Navigating Copyright Compliance: 4 Tips from Experts
Experts shared the following advice for organizations to navigate the complexities of evolving copyright and AI regulations:
Know the copyright rules for your data and data sources. “It’s important that organizations use well-licensed AI models and data sources,” says Will Fitzhugh, senior consultant at BPRescient. King said examples of Pharma data that could present copyright challenges include literature and patent data, published research papers, meeting procedures, and post-market surveillance data. In clinical research, his examples include electronic health records, imaging libraries, clinical trial results, and real-world evidence. Investing in Expertise: Fitzhugh also points out the importance of consulting with legal teams through the development and deployment of AI models. He said, “Good practices should include ensuring that the data used for training is not restricted to its use and that the base model is properly licensed.” Establish the work: McSpiritt notes the importance of mitigating risk by auditing governance frameworks and source datasets and models. He says these should be added in addition to the current processes that organizations already have on legal and copyright issues. Secure and Test AI Models: Fitzhugh argues that fine-tuning of all AI models should be carried out in a secure local or cloud environment. Strict testing helps to validate the output, evaluate the performance of the model, and ensure reliability.

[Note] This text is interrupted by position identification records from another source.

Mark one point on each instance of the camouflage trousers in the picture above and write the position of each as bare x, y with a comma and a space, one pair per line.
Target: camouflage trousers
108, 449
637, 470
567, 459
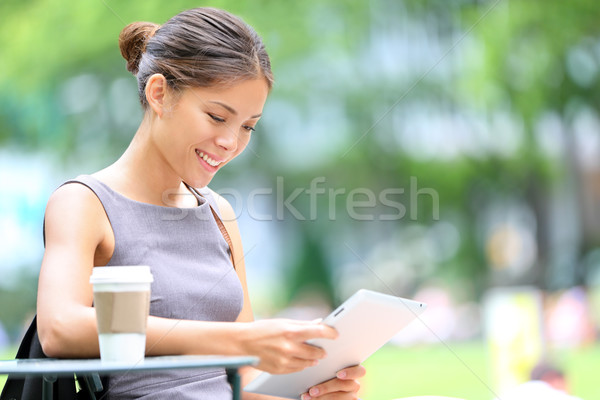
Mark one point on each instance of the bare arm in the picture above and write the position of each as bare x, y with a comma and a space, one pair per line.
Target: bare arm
346, 385
79, 236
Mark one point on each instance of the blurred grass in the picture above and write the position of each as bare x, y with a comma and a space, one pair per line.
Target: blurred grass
461, 371
6, 354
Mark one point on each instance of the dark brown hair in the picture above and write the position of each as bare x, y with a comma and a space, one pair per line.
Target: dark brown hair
200, 47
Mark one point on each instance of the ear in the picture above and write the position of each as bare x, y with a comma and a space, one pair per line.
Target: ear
156, 93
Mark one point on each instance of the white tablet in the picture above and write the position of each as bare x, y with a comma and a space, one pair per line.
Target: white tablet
365, 322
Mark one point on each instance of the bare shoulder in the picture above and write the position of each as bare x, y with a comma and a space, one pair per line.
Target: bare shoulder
225, 208
73, 210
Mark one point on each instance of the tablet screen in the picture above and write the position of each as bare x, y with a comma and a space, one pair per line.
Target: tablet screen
365, 322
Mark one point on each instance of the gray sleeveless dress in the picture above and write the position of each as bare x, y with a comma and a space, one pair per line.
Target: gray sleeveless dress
193, 279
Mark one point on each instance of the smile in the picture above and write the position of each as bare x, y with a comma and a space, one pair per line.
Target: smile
208, 160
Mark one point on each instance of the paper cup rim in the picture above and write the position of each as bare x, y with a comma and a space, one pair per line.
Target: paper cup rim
121, 274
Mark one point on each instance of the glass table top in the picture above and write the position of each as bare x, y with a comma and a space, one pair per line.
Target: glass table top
47, 366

Promote innovation through responsible AI
AI and copyright compliance are complex and evolving challenges that require interdisciplinary collaboration between data scientists, pharmaceutical, clinical professionals, and regulatory and legal experts. To ensure researchers can take responsibility and use AI effectively, the industry must develop best practice guides, harmonize data standards, and work together to invest in training on copyright compliance . Those interested in navigating regulatory uncertainty, reducing copyright risks, and unlocking the maximum potential of AI is invited to join the Pistoia Alliance AI community .
About the author:
Dr. Becky Upton was appointed the first female president of the Pista Alliance in June 2022. She is a longtime advocate for pre-competitive collaboration in life science and healthcare research and development, and is passionate about the diversity of STEM, as it plays an important role in advance of science. Becky is responsible for leading the Pista Alliance strategy and defining its future in areas more important to the industry, including data standards, emerging technologies, diversity and inclusion, sustainability, and precision medicine. Becky holds a PhD. Biochemistry at Imperial College and MBA at Cranfield University.